PhysOrg has an article on a paper suggesting high-fructose corn syrup could be a factor in bee colony collapse disorder - Researchers find high-fructose corn syrup may be tied to worldwide collapse of bee colonies.
Since approximately 2006, groups that manage commercial honeybee colonies have been reporting what has become known as colony collapse disorder—whole colonies of bees simply died, of no apparent cause. As time has passed, the disorder has been reported at sites all across the world, even as scientists have been racing to find the cause, and a possible cure. To date, most evidence has implicated pesticides used to kill other insects such as mites. In this new effort, the researchers have found evidence to suggest the real culprit might be high-fructose corn syrup, which beekeepers have been feeding bees as their natural staple, honey, has been taken away from them.
Commercial honeybee enterprises began feeding bees high-fructose corn syrup back in the 70's after research was conducted that indicated that doing so was safe. Since that time, new pesticides have been developed and put into use and over time it appears the bees' immunity response to such compounds may have become compromised.
The researchers aren't suggesting that high-fructose corn syrup is itself toxic to bees, instead, they say their findings indicate that by eating the replacement food instead of honey, the bees are not being exposed to other chemicals that help the bees fight off toxins, such as those found in pesticides.
Specifically, they found that when bees are exposed to the enzyme p-coumaric, their immune system appears stronger—it turns on detoxification genes. P-coumaric is found in pollen walls, not nectar, and makes its way into honey inadvertently via sticking to the legs of bees as they visit flowers. Similarly, the team discovered other compounds found in poplar sap that appear to do much the same thing. It all together adds up to a diet that helps bees fight off toxins, the researchers report. Taking away the honey to sell it, and feeding the bees high-fructose corn syrup instead, they claim, compromises their immune systems, making them more vulnerable to the toxins that are meant to kill other bugs.

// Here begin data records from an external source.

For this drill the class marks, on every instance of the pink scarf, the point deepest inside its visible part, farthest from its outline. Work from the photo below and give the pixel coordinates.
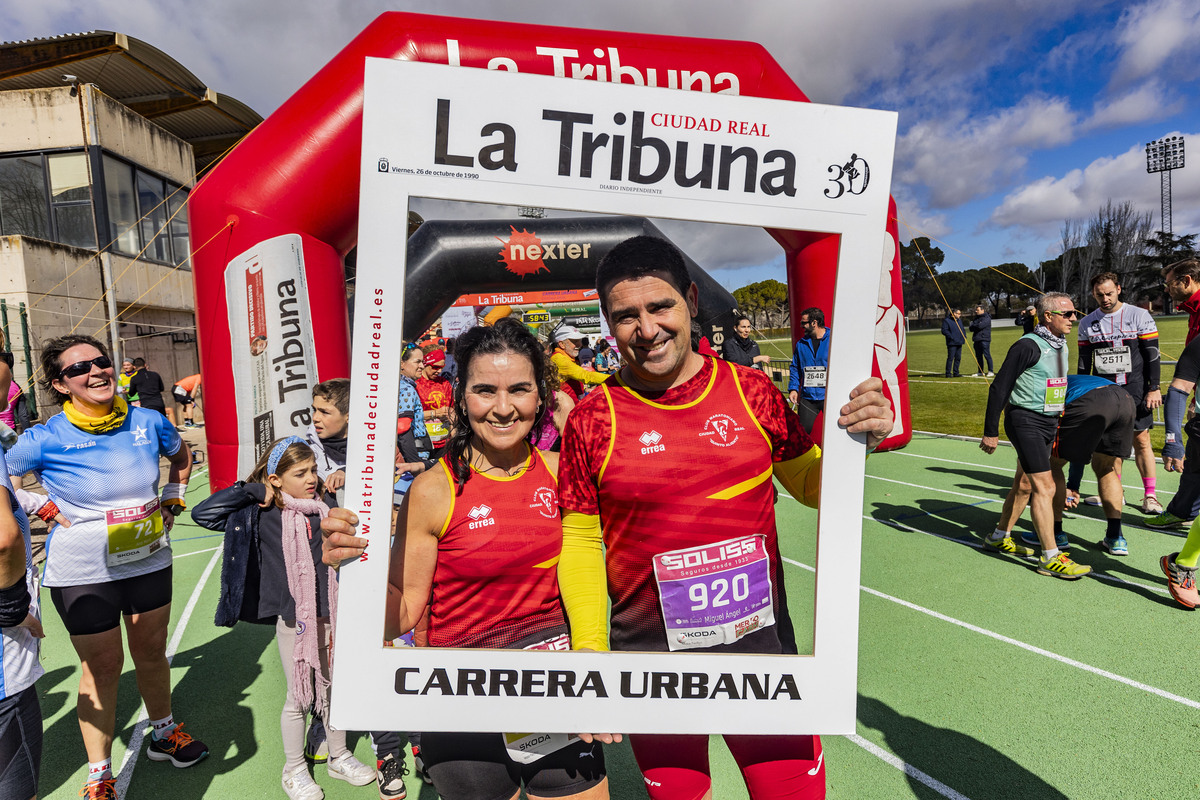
(303, 584)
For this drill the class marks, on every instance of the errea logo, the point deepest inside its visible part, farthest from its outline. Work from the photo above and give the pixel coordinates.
(651, 440)
(480, 517)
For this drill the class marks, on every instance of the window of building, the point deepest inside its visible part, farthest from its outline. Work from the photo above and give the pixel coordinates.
(24, 206)
(71, 199)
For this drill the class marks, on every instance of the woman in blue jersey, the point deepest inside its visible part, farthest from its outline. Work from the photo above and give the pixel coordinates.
(99, 462)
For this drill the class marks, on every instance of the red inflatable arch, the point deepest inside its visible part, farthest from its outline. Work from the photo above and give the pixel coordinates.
(297, 173)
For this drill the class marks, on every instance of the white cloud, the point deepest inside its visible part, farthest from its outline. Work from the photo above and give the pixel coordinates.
(1042, 205)
(961, 158)
(1155, 34)
(1145, 103)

TreeHugger reports that the EU is testing if pesticides are to blame for bee population declines by banning suspected pesticides - Europe votes for 2-year ban on pesticides suspected in bee deaths.
British politicians may have sided with the insecticide lobby, but that hasn't prevented European campaigners from celebrating a major victory in the fight to save bees this week. As reported in the Independent, European politicians have just voted for a two-year precautionary ban on the use of neonicotinoid pesticides on flowering crops attractive to bees:Four nations abstained from the moratorium, which will restrict the use of imidacloprid and clothianidin, made by Germany's Bayer, and thiamethoxam, made by the Swiss company, Syngenta. The ban on use on flowering crops will remain in place throughout the EU for two years unless compelling scientific evidence to the contrary becomes available.More than 30 separate scientific studies have found a link between the neonicotinoids, which attack insects' nerve systems, and falling bee numbers. The proposal by European Commission - the EU's legislative body - to ban the insecticides was based on a study by the European Food Safety Authority, which found in January that the pesticides did pose a risk to bees' health.
As mentioned in the Independent article, the vote comes on the back of several studies linking bee deaths to neonicotinoid seed insecticide exposure, including a number that showed non-lethal doses increasing bees' vulnerability to other health threats like the nosema parasite.
With Bayer CropScience already on a charm offensive in relation to the beekeeping community, and even handing out "free seeds for bees" with its neonicotinoid products, it comes as no surprise that insecticide makers are less than happy about the decision. A spokesperson for Bayer previously slammed the European Commission's proposed ban as "draconian", while Luke Gibbs, Syngenta's head of corporate affairs for North Europe told the Independent that he was concerned it would overshadow the "real" reasons for bee declines, namely disease, viruses and loss of habitat and nutrition.
The proof now, of course, will be in the pudding. Will the EU ban, which is expected to be fully implemented by December, result in a recovery of bee populations or at least a slowing of their losses?